I went back to the gym again yesterday after a month off (not by choice mind you, but due to being really sick for 2 weeks, and then visiting the hospital most nights for the last few weeks looking in on Michele’s father).

The gym confirmed what my clothes suggested – after a month of no exercise my pants are getting tight around the waist and my shirts loose around the shoulders – I’m out of condition…

Being at my worst physically in probably the last 18 months, it was good to get back into things.

You can eat whatever you like…

I find it both amusing and sometimes irritating when people tell me how lucky I am to be tall and skinny. ‘You can eat whatever you like’, ‘Where does it all go – you must have hollow legs’, etc.

Actually, it takes a little work. I eat reasonably well (not great, but not badly) and I exercise regularly. I know this because when Michele and I returned from 6 weeks in Minnesota over Christmas 2006 I had grown from my regular 34” pants up to 40” waist. Yep, 6 weeks of poor eating and no exercise will do that.

It took me about 6 months to get back to 34”.

6 months sounds like a long time right? Well, it’s about balance. I know myself well enough to know that if I launch into something at 110% (like a new fitness regime) then chances are I’ll have given up two weeks later. So, I set myself a reasonable goal, and worked at it a little each day.

Getting started

I did need a little impetus to get things going so I set up a simple home gym in our garage (this was in February 2007). It’s just a weight bench, some dumbbells and an exercise bike. Yes, it cost about $1200 all up, so it needed to be a considered decision, but I figured that was about the same as an annual gym membership (and frankly I prefer the privacy of my own space). Incidentally, I broke the first exercise bike after a few months (note to self: don’t buy cheap stuff), and Michele bought me a much better one for my birthday last year (I’ve only included the second bike in the $1200 figure).

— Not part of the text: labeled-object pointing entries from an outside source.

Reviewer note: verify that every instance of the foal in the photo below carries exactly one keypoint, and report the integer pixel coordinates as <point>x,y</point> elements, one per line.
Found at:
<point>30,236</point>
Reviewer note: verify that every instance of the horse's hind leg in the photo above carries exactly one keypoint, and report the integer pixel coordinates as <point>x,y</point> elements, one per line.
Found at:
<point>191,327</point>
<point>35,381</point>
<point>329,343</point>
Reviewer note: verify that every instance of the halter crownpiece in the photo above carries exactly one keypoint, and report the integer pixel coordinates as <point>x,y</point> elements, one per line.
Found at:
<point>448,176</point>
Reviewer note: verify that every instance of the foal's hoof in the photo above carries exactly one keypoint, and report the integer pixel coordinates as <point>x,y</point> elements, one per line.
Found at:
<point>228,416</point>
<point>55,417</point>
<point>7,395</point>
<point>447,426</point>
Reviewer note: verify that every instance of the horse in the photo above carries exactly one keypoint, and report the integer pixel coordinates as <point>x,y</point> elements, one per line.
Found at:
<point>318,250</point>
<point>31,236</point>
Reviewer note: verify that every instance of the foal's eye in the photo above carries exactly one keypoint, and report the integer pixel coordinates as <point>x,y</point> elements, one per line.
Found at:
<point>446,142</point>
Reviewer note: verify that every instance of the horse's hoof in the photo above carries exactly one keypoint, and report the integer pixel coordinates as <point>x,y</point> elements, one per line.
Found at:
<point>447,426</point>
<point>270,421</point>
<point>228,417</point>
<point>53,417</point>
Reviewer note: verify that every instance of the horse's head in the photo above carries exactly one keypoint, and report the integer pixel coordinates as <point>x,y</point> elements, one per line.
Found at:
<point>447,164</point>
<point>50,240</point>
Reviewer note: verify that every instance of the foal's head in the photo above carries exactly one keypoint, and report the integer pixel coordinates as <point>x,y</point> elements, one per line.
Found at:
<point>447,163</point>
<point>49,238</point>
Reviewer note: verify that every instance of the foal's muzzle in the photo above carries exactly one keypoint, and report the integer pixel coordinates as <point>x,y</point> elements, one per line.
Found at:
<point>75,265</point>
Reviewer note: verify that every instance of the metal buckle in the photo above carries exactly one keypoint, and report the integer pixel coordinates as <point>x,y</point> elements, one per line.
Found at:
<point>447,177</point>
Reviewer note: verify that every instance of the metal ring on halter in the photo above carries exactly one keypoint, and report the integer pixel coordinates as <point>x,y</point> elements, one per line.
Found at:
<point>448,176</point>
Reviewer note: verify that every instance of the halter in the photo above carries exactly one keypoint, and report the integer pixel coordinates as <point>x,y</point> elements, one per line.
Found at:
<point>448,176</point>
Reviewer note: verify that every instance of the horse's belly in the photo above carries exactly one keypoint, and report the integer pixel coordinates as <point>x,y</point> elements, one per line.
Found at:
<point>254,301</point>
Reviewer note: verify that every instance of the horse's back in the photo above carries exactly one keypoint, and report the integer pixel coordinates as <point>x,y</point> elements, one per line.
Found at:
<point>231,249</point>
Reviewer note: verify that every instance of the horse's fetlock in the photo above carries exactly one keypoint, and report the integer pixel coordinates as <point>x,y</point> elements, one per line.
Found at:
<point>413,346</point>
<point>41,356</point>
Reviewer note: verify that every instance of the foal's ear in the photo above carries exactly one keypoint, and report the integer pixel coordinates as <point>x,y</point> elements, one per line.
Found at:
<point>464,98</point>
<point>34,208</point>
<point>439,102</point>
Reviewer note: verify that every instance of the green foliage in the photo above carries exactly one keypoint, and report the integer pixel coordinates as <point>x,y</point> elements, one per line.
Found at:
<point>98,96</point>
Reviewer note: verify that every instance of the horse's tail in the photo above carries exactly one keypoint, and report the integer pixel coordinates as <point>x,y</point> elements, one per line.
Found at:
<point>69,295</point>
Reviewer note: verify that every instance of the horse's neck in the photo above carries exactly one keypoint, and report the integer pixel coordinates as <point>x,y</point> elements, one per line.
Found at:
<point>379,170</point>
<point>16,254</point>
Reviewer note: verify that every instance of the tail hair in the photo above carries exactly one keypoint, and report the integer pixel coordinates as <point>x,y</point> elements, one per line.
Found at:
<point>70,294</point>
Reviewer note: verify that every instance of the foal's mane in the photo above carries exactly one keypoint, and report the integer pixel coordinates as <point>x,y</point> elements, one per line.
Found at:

Here’s a photo of my gym (you can see the broken bike in the background).

Just a bench and a bike Simple home gym 

When I use this I always refer to it as ‘going to the gym’ – it makes it more serious in my mind. It’s a mental thing I guess – similar to if you have a home based business, books usually recommended that you refer to it as ‘going to the office’. You (and others) will treat it with more respect.

Weekly schedule

In terms of my workout schedule I pseudo-follow the Body for Life method and try to exercise 4 times a week. 2 days are weights, 2 days are bike. 4 days a week might sound difficult, but it isn’t that hard. For example, my weights workouts are 45 minutes long (no 2 hours sessions here), and my bike ride is 22 minutes. Yep, only 22 minutes.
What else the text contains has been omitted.